How to combine Hibernate Search (Lucene) with paging and ACLs


I am using Spring Security with ACLs to secure the documents in my application. On the other hand I use Hibernate Search (on top of lucene) to search for the documents. This search also support paging. (Documents are only meta data of documents stored in a Database.)

FullTextEntityManager fullTextEntityManager = Search.getFullTextEntityManager(entityManager);
QueryBuilder queryBuilder = fullTextEntityManager.getSearchFactory().buildQueryBuilder().forEntity(Document.class).get();
Query query = queryBuilder.keyword().onFields(fieldNames.toArray(new String[0])).matching(searchQuery)
            .createQuery();

FullTextQuery fullTextQuery = fullTextEntityManager.createFullTextQuery(query, Document.class);
fullTextQuery.setFirstResult(pageable.getFirstItem());
fullTextQuery.setMaxResults(pageable.getPageSize());

Now I have to combine the paging with the ACLs. The only idea I have at the moment, is to remove the paging form the FullTextQuery, read all search result documents, filter them by there ACLs and then do the paging by hand. But I don't like that solution, because it loads all the documents, instead of only the one for the page.

Does anybody have a better idea?


Solution

  • I have hit the same problem too and I don't think there is a simple answer.

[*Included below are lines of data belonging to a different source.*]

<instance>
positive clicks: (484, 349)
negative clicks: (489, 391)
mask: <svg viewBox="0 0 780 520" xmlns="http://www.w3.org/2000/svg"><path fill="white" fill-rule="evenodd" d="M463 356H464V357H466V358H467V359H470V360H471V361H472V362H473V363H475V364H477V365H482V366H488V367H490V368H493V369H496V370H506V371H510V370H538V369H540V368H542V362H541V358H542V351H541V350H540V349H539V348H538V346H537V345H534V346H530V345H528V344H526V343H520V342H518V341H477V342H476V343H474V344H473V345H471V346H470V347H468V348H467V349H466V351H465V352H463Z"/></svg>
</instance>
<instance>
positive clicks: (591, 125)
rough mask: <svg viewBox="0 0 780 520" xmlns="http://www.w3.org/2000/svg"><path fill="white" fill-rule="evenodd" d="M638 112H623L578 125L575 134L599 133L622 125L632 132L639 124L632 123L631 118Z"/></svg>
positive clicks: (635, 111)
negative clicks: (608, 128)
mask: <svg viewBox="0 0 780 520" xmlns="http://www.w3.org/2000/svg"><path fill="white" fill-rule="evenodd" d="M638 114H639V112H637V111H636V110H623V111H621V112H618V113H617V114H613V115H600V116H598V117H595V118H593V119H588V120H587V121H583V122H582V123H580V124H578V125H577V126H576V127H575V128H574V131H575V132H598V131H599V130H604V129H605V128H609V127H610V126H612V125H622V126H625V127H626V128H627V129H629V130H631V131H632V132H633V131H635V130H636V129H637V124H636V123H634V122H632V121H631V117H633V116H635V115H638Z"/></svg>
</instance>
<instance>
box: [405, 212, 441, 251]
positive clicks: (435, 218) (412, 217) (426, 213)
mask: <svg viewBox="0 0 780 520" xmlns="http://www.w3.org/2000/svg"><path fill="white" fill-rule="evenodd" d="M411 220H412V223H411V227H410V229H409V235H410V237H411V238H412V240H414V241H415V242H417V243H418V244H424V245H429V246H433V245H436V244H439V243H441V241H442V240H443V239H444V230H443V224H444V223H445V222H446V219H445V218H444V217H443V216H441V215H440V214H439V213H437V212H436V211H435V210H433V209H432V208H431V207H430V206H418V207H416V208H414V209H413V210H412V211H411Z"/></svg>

    I think there are only two solutions. The one you have suggested which has performance problems you've described as you have to load the documents and resolve the ACL for each result and then do your own paging. The alternative is to push this work to the indexing side and index your ACL in Lucene. This gives you the search performance, hiding the results which a user can't see by adding filter terms based on the current user/group/permissions/roles but at the expense of maintaining the index with ACL information. If your ACL is simple then this may be an option. If your ACL is hierarchical then it's still an option but more complicated. Its also tricky to keep your index upto date with the ACL.

    The fact that you are starting to look into this sort of functionality may indicate that you are beginning to stretch your Database/Hibernate/Lucene solution. Maybe a content repository like Jackrabbit may be a better fit? I guess this is probably a step too far but it may be worth taking a look to see how it does it. Alternatively take a look at SOLR, particularly this issue which describes what a thorny problem it is.